How to generate random elements depending on previous elements using Quickcheck?

I'm using QuickCheck to do generative testing in Clojure.

However I don't know it well and often I end up doing convoluted things. One thing that I need to do quite often is something like that:

generate a first prime number from a list of prime-numbers (so far so good)
generate a second prime number which is smaller than the first one
generate a third prime number which is smaller than the first one

However I have no idea as to how to do that cleanly using QuickCheck.

Here's an even simpler, silly, example which doesn't work:

(prop/for-all [a (gen/choose 1 10)
               b (gen/such-that #(= a %) (gen/choose 1 10))]
                (= a b))

It doesn't work because a cannot be resolved (prop/for-all isn't like a let statement).

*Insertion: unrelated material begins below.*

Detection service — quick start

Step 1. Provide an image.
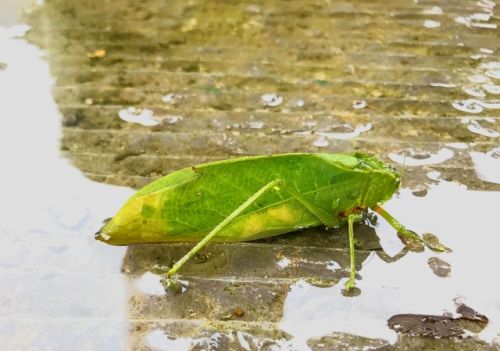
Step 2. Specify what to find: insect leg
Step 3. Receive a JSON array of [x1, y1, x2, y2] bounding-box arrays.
[[345, 213, 363, 291], [279, 183, 338, 228], [373, 206, 451, 252], [167, 180, 281, 287]]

So how can I generate the three primes, with the condition that the two latter ones are inferior to the first one?

Solution

In test.check we can use gen/bind as the bind operator in the generator monad, so we can use this to make generators which depend on other generators.

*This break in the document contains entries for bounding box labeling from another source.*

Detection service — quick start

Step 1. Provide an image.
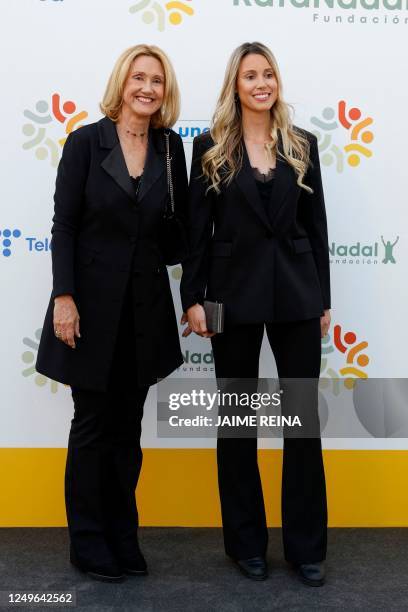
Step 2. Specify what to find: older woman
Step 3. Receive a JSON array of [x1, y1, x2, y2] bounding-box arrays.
[[37, 45, 187, 581]]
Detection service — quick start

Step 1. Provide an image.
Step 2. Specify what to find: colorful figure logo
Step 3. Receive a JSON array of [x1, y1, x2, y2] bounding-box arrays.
[[21, 329, 58, 393], [23, 93, 88, 168], [310, 100, 374, 172], [0, 229, 21, 257], [320, 325, 370, 395], [381, 236, 399, 263], [129, 0, 194, 32]]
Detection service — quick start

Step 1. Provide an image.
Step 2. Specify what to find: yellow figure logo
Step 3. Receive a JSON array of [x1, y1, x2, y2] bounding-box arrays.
[[129, 0, 194, 32]]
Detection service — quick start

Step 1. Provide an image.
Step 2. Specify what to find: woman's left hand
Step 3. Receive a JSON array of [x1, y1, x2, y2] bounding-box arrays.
[[320, 310, 331, 338], [180, 312, 193, 338]]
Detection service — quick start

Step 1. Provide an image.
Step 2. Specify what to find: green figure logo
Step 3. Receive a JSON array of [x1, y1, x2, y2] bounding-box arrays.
[[381, 236, 399, 263]]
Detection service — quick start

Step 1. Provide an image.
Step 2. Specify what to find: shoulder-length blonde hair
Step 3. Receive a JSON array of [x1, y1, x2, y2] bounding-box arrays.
[[202, 42, 313, 193], [99, 45, 180, 128]]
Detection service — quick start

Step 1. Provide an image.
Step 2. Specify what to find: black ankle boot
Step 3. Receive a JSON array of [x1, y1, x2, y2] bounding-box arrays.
[[234, 557, 268, 580], [69, 548, 124, 582]]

For example, to generate pairs [a b] where we must have (>= a b) we can use this generator:

(def pair-gen (gen/bind (gen/choose 1 10)
                        (fn [a]
                          (gen/bind (gen/choose 1 a)
                                    (fn [b]
                                      (gen/return [a b]))))))

To satisfy ourselves:

(c/quick-check 10000
               (prop/for-all [[a b] pair-gen]
                 (>= a b)))

gen/bind takes a generator g and a function f. It generates a value from g, let's call it x. gen/bind then returns the value of (f x), which must be a new generator. gen/return is a generator which only generates its argument (so above I used it to return the pairs).